However, U.S. officials have indicated that they do not think Russia is likely to support tougher sanctions until after December (when the U.S. and Russia are supposed to sign a new strategic arms reductions treaty). Some outside administration Iran hands have indicated they are skeptical Russia will be helpful even then, and also that China, concerned about energy costs, can be persuaded to support a tougher sanctions route that targets Iran's energy sector. Legislation being debated in Congress proposes U.S. sanctions on international energy companies that would violate such a ban from selling petroleum to the U.S. strategic petroleum reserve. But some Iran experts are concerned that unilateral American sanctions could end up splitting up the international coalition, rather than bolstering the multilateral pressure on Iran. Nonetheless, the administration has recently reportedly expressed support for the more aggressive sanctions legislation, perhaps as a way to turn up the heat and try to prompt Iran to respond to the engagement offer, as well as to avert Israel from acting unilaterally against Iran.
It's not clear the administration's hopes for engagement have totally faded. In the New York Times Sunday Magazine, columnist Roger Cohen noted in a detailed article about U.S. Iran policy that Iran's Supreme Leader Ayatollah Ali Khamenei had allegedly responded in writing to a letter from U.S. President Barack Obama, the existence of which was first reported by the Washington Times. Cohen described the alleged response to Obama as being viewed as somewhat disappointing.
Foreign Policy has previously been told that Obama had received a letter from the Supreme Leader's office, and that it came into the United States government through unspecified but proper channels in May or early June before Iran's June 12 elections. The letter's translation from Farsi to English was said to have been arranged by the State Department. It was described as being not a definitive "yes" or "no" to the engagement offer. It was so closely held that no Iran hands contacted at the department acknowledged being aware of it. The Swiss embassy declined to comment about whether the Swiss foreign ministry had been the channel for any such letter.
Several White House officials, contacted by Foreign Policy last month about the alleged letter from Khamenei to Obama, said, "We do not comment on private correspondence," rather than confirming or denying its existence.
Hillary Clinton will give what one administration official familiar with the U.S. Secretary of State's preparations described as a "muscular" foreign-policy address this afternoon before the Council on Foreign Relations in Washington, D.C.
As The Cable reported last week, Clinton appears to be using the occasion to raise her profile amid Washington chatter that she has not yet seemed to fully dominate her turf as the nation's top diplomat.

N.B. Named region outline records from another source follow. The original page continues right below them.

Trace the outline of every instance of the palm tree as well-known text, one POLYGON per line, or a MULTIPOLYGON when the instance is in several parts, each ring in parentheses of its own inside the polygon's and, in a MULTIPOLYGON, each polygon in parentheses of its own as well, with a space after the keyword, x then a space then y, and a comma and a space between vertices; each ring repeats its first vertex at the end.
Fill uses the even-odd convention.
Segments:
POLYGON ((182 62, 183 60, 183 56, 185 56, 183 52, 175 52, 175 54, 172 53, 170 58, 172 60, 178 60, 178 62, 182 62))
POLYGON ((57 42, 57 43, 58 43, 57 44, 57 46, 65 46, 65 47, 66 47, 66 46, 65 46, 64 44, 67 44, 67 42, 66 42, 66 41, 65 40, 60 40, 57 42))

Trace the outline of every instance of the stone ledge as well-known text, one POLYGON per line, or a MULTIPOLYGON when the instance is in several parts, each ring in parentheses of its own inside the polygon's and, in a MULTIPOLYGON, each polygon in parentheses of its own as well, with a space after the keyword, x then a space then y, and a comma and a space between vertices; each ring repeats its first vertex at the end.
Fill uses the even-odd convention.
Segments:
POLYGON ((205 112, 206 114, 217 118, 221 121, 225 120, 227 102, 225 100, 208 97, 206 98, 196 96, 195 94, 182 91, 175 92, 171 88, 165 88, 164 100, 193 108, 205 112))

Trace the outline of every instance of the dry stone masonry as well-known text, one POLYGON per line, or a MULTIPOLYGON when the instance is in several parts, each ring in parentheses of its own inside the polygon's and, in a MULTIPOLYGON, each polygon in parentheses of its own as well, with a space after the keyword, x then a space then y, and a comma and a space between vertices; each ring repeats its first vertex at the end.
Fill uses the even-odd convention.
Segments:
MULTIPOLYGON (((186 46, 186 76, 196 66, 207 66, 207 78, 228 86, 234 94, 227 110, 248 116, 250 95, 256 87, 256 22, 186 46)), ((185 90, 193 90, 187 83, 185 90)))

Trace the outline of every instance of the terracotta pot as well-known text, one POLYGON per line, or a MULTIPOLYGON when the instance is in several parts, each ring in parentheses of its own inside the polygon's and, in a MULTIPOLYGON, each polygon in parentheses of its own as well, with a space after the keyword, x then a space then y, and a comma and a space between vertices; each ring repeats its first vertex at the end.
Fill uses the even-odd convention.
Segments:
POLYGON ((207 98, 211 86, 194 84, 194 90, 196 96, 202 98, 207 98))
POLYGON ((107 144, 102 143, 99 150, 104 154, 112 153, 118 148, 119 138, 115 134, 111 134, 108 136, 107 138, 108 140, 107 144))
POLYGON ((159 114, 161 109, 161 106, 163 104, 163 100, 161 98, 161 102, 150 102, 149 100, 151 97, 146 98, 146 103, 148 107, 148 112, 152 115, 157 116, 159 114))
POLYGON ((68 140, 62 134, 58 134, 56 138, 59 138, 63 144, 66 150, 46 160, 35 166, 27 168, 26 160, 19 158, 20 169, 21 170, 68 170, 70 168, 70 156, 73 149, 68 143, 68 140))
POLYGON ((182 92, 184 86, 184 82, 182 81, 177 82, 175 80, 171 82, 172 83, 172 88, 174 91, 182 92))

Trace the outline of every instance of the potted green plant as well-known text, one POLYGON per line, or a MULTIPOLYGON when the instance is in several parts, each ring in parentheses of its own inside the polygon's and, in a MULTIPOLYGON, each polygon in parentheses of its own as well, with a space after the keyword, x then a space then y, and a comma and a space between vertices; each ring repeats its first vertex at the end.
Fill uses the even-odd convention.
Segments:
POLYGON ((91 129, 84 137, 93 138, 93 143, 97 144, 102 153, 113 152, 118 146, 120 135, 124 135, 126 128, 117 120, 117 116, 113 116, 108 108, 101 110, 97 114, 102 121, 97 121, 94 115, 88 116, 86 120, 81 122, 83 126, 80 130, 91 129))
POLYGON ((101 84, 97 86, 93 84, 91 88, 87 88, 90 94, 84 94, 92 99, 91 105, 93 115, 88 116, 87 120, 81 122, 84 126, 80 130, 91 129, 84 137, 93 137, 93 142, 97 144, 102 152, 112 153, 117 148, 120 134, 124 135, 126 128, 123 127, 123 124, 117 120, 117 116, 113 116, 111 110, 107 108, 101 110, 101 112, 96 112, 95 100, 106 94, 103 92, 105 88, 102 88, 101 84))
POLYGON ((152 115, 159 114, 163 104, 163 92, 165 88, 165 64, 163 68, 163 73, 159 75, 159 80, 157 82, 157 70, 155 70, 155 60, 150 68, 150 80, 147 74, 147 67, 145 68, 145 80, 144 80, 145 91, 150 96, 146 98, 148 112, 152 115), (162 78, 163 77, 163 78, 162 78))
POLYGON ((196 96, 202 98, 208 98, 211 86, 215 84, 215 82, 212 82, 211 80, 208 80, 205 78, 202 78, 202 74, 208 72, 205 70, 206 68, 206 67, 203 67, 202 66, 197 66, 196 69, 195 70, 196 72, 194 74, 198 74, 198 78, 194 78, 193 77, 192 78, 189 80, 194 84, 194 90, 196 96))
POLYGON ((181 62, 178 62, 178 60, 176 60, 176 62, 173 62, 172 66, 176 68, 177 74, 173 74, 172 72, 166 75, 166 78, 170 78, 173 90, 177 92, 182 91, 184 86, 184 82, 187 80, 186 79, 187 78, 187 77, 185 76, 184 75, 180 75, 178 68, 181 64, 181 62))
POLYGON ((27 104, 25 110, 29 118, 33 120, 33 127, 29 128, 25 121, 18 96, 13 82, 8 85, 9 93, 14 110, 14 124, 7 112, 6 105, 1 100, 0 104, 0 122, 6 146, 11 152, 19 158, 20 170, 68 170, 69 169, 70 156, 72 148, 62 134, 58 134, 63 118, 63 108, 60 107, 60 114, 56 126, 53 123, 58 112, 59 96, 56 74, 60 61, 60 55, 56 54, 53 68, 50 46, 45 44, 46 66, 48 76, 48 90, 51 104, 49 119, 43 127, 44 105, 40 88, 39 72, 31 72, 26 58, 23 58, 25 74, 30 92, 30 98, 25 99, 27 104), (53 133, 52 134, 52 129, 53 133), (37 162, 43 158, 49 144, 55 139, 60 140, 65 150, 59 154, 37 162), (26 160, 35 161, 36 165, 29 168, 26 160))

Six months into the job, it's a perception Clinton seems determined to challenge.
According to excerpts of her prepared remarks that were shared with Foreign Policy, Clinton plans to say that "the international agenda today is unforgiving," with the United States facing "two wars, conflict in the Middle East, ongoing threats of violent extremism and nuclear proliferation, global recession, climate change, hunger and disease, and a widening gap between rich and poor."
"All of these challenges affect America's security and prosperity," the excerpts say. "And all threaten global stability and progress."
But a key theme of Clinton's speech appears to be defending the administration's pursuit of negotiations with Iran over its nuclear program, despite widespread international outrage over the Iranian regime's violent crackdown on demonstrators protesting against alleged vote-rigging in the June 14 presidential election. Conservatives in particular have said that Obama was slow to condemn the Iranian government's conduct, a charge the White House and its defenders deny.
All the administration's special envoys, including Middle East peace envoy George Mitchell and special envoy to Afghanistan and Pakistan Richard Holbrooke, are expected to attend the speech.
An administration official said Clinton consulted closely with the White House, including Deputy National Security Advisor Thomas Donilon, Deputy National Security Advisor for Strategic Communications Denis McDonough, and President Barack Obama's speechwriter, Ben Rhodes, and has been talking to the president and National Security Advisor James L. Jones about the speech. The secretary is meeting with Secretary of Defense Robert Gates, Jones and other NSC officials this morning before her 1 p.m. address. She's also due to meet with Obama and Vice President Joseph Biden at 4:30 p.m. Centcom commander Gen. David Petraeus left an Iran conference he was cohosting with the Brookings Institution this morning to go to the State Department, apparently to consult with Clinton on the speech as well.
(But for all the collaboration with the White House over her remarks, Obama is scheduled to give Rose Garden remarks on health care five minutes into Clinton's big speech. Asked about the scheduling overlap, a White House official said it's an entirely different set of issues and reporters, and Obama's remarks are not expected to last for more than a few minutes.)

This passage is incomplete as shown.